¿Otra Constitución para contentar a Mas?

José García Domínguez

Acuso recibo en las páginas de El País de que el PSOE diseña una España "unida y federal". O sea, que andan ingeniando un pleonasmo, pues no hay ninguna federación en el mundo que contemple la eventual separación de alguno de los territorios que la componen. Al respecto, la buena noticia es que en Ferraz hayan descubierto la navaja de Ockham; la mala, que pretenden usarla al revés. Cuanto más enrevesada resulte la solución de un problema, mejor, parecen barruntar. Y es que la eterna cantinela federal, cansino sonajero retórico con el que el PSOE ansía congraciarse con el catalanismo, es lo que Jiménez de Asúa llamó el "fetichismo de un nombre" cuando las Constituyentes de la República.

Porque, más allá del caos que desencadenaría el proceso de ratificación de la nueva forma de Estado por las actuales comunidades autónomas, nada en verdad distinto habría de aportar. Lo que ahora postula Rubalcaba, convertir en una federación de iure a un país, España, que ya lo es de facto, exigiría transformar los diecisiete estatutos en otras tantas constituciones de los estados miembros de la federación española. Un asunto que impondría reformar todos y cada uno de los diecisiete en las Cortes Generales. Para, acto seguido, proceder a la convocatoria de diecisiete referendos locales. Amén, claro, de organizar otro seguro referéndum, el decimoctavo, éste a escala nacional.

Algo que acontecería tras haber alcanzado la ocurrencia una mayoría cualificada de dos tercios en el Congreso y la absoluta en el Senado. Todo por una cuestión apenas nominal. Porque un Estado federal de verdad no incorporaría diferencias cualitativas en relación al hoy vigente en España.

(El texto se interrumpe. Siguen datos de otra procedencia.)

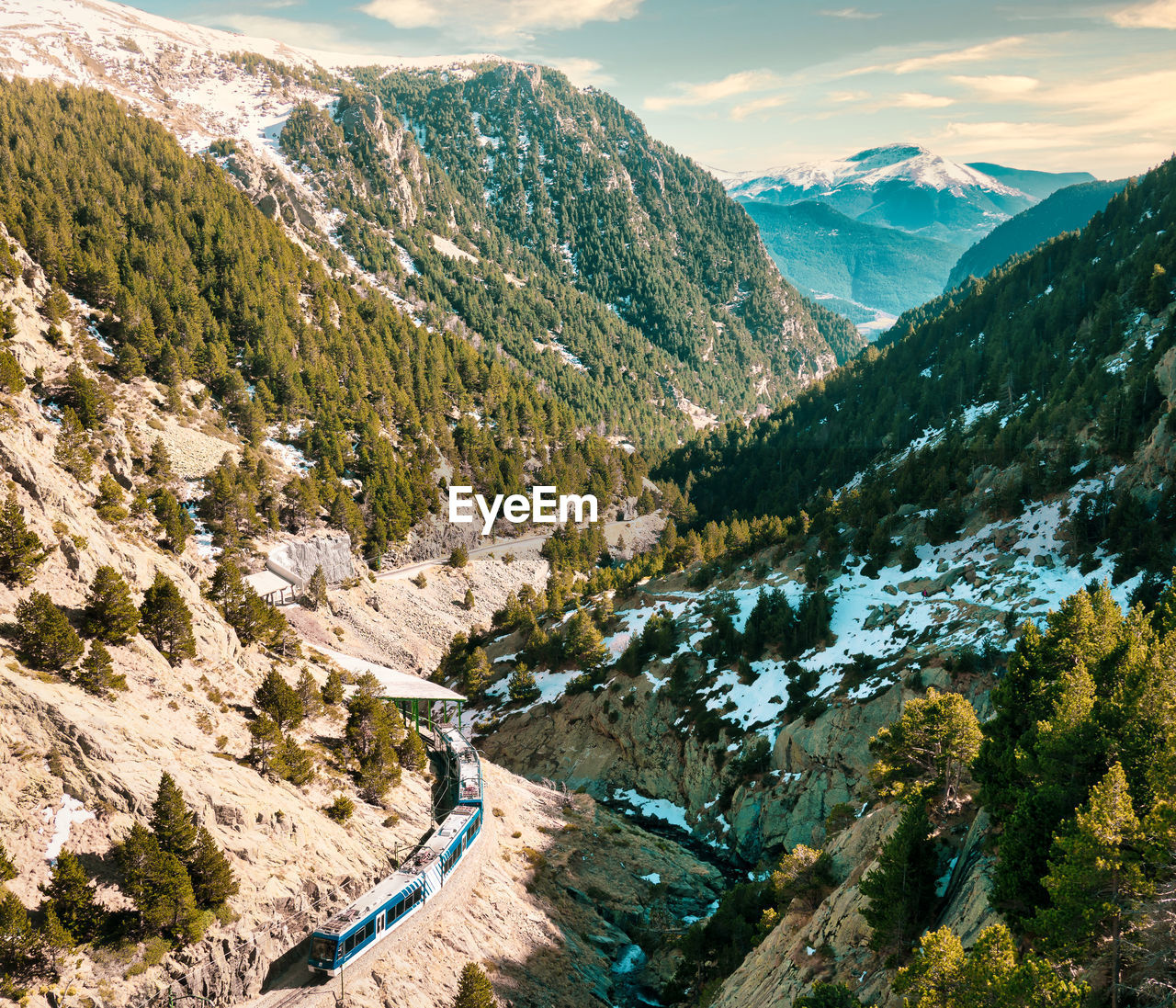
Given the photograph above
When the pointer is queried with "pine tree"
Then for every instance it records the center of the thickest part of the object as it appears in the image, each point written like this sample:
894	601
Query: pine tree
70	894
413	755
110	614
166	620
277	698
72	450
901	886
309	693
96	673
21	950
213	880
44	635
474	990
929	746
1096	877
171	821
108	504
521	685
315	593
20	549
333	688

Y un Estado federal de mentira, ese cambalache asimétrico con el que no deja de fantasear el PSC, es invento que nadie, empezando por ellos mismos, sabe en qué consiste. Así las cosas, se llame como se llame, ningún modelo de Estado que se fundamente en el principio democrático de la igualdad de los ciudadanos ante la Ley contará jamás con el asentimiento de los catalanistas. Ninguno. Si lo que Rubalcaba pretende es dar satisfacción a Mas, lo que debe promover no es la reforma del Estado, sino su inmediata disolución. Aunque ni siquiera entonces sería seguro que dejasen de lloriquear.